- Pitcher
- Born: July 8, 1968 (age 58) Charlotte, North Carolina
- Batted: LeftThrew: Left

MLB debut
- September 9, 1991, for the Cleveland Indians

Last MLB appearance
- October 6, 1991, for the Cleveland Indians

MLB statistics
- Games pitched: 7
- Earned run average: 9.64
- Strikeouts: 3
- Stats at Baseball Reference

Teams
- Cleveland Indians (1991);

= Garland Kiser =

American baseball player (born 1968)

Garland Routher Kiser (born July 8, 1968) is an American former Major League Baseball player.

Kiser played baseball at Sullivan Central High School in Blountville, Tennessee. As a senior, he had a 1.78 earned run average and attracted the attention of professional scouts. He was selected by the Philadelphia Phillies in the 24th round of the 1986 Major League Baseball draft and assigned to the Bend Phillies to begin his professional career. He was released by the Phillies during spring training in 1988 but was quickly picked up by the Cleveland Indians. He made his Major League debut with the Indians on September 9, 1991 against the Boston Red Sox in front of 1,695 fans a Cleveland Stadium, the smallest crowd there for a game since 1974. He threw only one pitch in his debut, inducing a lineout from Steve Lyons to José González. He struck out the final batter he faced in the Major Leagues, Don Mattingly, on October 6, 1991.

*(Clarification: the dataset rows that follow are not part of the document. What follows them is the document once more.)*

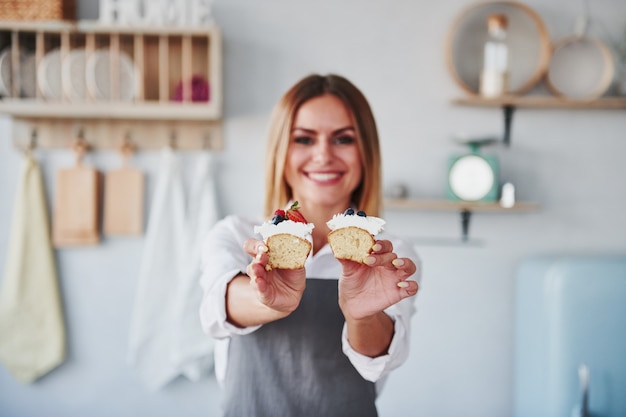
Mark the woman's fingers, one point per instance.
(254, 246)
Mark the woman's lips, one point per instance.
(324, 176)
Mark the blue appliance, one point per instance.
(570, 329)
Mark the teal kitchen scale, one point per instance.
(473, 176)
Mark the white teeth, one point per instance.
(326, 176)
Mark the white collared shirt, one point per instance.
(223, 258)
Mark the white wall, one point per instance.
(570, 161)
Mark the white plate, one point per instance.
(580, 68)
(28, 84)
(74, 75)
(49, 75)
(99, 76)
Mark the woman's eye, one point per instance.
(303, 140)
(344, 140)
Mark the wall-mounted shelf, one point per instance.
(510, 103)
(464, 208)
(174, 73)
(543, 102)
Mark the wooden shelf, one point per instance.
(33, 108)
(465, 209)
(157, 64)
(445, 205)
(543, 102)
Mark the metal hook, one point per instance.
(173, 140)
(206, 141)
(32, 144)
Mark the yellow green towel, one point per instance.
(32, 332)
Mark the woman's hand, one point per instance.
(278, 289)
(367, 289)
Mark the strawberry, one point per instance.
(294, 215)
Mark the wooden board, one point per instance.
(123, 202)
(76, 207)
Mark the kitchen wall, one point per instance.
(569, 161)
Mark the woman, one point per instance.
(318, 341)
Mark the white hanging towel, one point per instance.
(164, 251)
(32, 331)
(192, 349)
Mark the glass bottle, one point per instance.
(494, 77)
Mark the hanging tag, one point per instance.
(76, 203)
(124, 198)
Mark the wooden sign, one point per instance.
(156, 12)
(123, 202)
(76, 202)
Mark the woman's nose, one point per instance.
(321, 152)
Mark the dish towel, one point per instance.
(32, 330)
(165, 249)
(192, 349)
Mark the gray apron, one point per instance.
(294, 367)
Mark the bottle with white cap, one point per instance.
(494, 78)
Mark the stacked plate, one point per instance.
(27, 86)
(79, 76)
(100, 68)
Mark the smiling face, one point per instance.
(323, 165)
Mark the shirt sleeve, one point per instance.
(223, 258)
(377, 369)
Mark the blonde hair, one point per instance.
(367, 196)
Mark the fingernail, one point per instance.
(370, 260)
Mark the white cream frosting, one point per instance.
(302, 230)
(373, 225)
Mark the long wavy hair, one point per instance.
(368, 194)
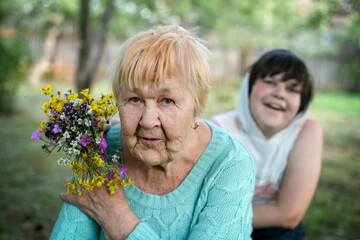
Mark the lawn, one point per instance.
(30, 181)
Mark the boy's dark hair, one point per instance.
(283, 61)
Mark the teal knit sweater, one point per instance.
(213, 202)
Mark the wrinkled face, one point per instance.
(274, 103)
(156, 120)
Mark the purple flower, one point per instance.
(111, 176)
(85, 140)
(36, 135)
(102, 145)
(103, 158)
(96, 122)
(54, 113)
(56, 129)
(123, 171)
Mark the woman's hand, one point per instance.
(111, 212)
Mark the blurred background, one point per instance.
(70, 44)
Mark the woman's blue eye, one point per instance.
(167, 101)
(269, 82)
(134, 99)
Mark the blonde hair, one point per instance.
(154, 54)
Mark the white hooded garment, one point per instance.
(270, 155)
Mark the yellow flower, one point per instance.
(85, 93)
(47, 89)
(73, 96)
(42, 124)
(45, 107)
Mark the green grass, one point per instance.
(30, 181)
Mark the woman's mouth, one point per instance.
(274, 106)
(149, 141)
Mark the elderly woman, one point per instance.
(192, 180)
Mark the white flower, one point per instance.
(73, 143)
(115, 158)
(87, 122)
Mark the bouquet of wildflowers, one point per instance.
(74, 124)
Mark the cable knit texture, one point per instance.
(213, 202)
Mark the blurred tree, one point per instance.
(91, 44)
(12, 69)
(343, 18)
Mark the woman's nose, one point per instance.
(150, 116)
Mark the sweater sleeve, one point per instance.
(74, 224)
(227, 211)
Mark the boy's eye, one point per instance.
(293, 89)
(268, 81)
(134, 99)
(167, 101)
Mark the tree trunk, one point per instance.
(91, 48)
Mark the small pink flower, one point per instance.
(56, 129)
(102, 145)
(123, 171)
(36, 135)
(85, 140)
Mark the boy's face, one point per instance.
(274, 103)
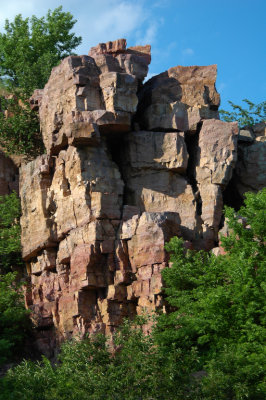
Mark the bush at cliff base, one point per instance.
(14, 318)
(219, 306)
(210, 345)
(10, 248)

Kiser pitched in the farm systems of the Indians, the Milwaukee Brewers and the Pittsburgh Pirates through the 1994 season. He was picked up by the Colorado Rockies before the 1995 season but released in April of that year. After not pitching in the 1995 season, he appeared in 1996 in independent baseball with the Salinas Peppers. It would be his final season in professional baseball.